Only four out of 10 European companies invested in improving their energy efficiency in 2021, before the outbreak of war in Ukraine, reveals a study published Tuesday by the European Investment Bank (EIB).
Money spent by Old World companies on reducing their energy consumption accounted for only 10% of their total investments last year, the Luxembourg-based bank said in the 2022 edition of its annual Investment Survey.
Conducted among 13,000 companies, the study highlights that in Finland (54%) or Austria (51%), more than one company out of two has invested in 2021 to consume less energy.
Conversely, less than one in four companies have done so in Lithuania (20%) or France (24%).
Reducing energy consumption has become a key issue for households and businesses alike since the launch of the Russian military offensive in Ukraine in late February.
The war has not only jeopardized Europe’s energy supply but has also caused electricity and gas prices to soar, making bills even more expensive.
The French government has set a goal of reducing the country’s energy consumption by 10% by 2024.
In this difficult context, European firms are investing “more and more” in the field of “climate action”, says EIB Chief Economist Debora Revoltella.
Compared to 2020, the percentage of European companies that dedicate a portion of their financial resources to energy efficiency has increased by three points (from 37% to 40%).
The “shock” of the war in Ukraine “should be an additional incentive” to invest in reducing energy consumption.

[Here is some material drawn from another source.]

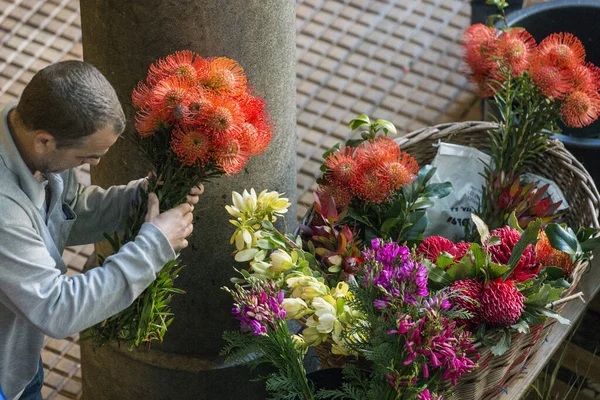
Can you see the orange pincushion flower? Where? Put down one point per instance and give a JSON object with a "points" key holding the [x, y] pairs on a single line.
{"points": [[515, 48], [342, 166], [585, 77], [580, 108], [147, 122], [341, 195], [232, 152], [178, 64], [224, 114], [377, 151], [193, 146], [399, 172], [552, 81], [223, 75], [168, 94], [196, 106], [548, 256], [562, 50], [370, 186], [141, 94], [479, 43]]}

In any case, European companies are ahead of their American competitors, since only 36% of the latter have spent on increasing their energy efficiency in 2021 (4 points less than in Europe).
In general, the impact of the war in Ukraine on private investment in Europe seems to be limited for the moment.
Just over 6% of companies say they will be financially constrained in 2022, a proportion that is up slightly from recent years but still lower than the 6.78% of companies under constraint in 2017.
The survey was conducted between April and July 2022 among a representative sample of 13,000 companies in the 27 member states of the European Union. A sample of U.S. companies was also surveyed for comparison purposes.